The girls had so much fun doing the “dog show” that they then decided they wanted to do a “horse show.” We got more elaborate, and they stenciled and decoupaged and glued foreign stamps and coins onto their “horses.” Again, they convinced the manager at Starbucks to let them do a show. After their cut, they only raised $500 and the church’s tithe, probably because we had already tapped out their friends’ parents and our friends. However, the work created the second time around was so much more professional.
Over the last three years, a lot of people have asked us how we have gotten two kids and hundreds of volunteers to raise $500,000 trading origami ornaments for donations to build water wells, and this is the first story that we tell.
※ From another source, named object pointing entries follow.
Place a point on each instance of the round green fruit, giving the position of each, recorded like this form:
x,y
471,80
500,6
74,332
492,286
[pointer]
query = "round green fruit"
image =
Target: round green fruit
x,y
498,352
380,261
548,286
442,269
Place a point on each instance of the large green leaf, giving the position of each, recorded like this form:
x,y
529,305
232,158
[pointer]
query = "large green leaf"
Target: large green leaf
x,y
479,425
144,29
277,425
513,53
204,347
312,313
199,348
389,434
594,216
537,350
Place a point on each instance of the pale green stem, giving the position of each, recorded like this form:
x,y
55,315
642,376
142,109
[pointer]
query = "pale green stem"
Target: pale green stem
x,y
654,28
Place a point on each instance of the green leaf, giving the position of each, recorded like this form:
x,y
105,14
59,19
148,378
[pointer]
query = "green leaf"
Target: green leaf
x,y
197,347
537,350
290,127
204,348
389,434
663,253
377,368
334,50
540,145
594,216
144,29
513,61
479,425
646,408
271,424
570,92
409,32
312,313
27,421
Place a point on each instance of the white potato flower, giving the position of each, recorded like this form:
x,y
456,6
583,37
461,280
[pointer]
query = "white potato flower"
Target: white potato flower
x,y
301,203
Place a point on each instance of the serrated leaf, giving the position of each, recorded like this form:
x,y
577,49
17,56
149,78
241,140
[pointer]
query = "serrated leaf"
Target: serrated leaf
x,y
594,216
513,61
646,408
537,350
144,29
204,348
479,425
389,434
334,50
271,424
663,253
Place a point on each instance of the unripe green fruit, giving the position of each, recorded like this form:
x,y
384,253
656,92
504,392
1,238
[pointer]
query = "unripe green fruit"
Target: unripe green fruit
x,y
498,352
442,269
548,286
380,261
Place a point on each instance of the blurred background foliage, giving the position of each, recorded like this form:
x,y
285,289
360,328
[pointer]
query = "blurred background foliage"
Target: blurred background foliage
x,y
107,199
Paper for Water did not suddenly develop. Our kids did not wake up one morning thinking about turning our house into a warehouse with assembly lines. It all started with an intention about teaching our kids simple values, and that led to a small starter project. This was our incubator, and things started small.
We truly believe that kids inherently want to give. They love making things. “Crafting” is not a noun for kids; it is a state of being. So to combine giving and crafting comes naturally. All you parents know firsthand from all the handmade Mother’s and Father’s Day presents. Taking it to the next step and creating crafting with a purpose is not particularly hard, but it does take planning and a bit of energy to get all the pieces in place. But the result has been such a rich experience for our children, on so many different levels.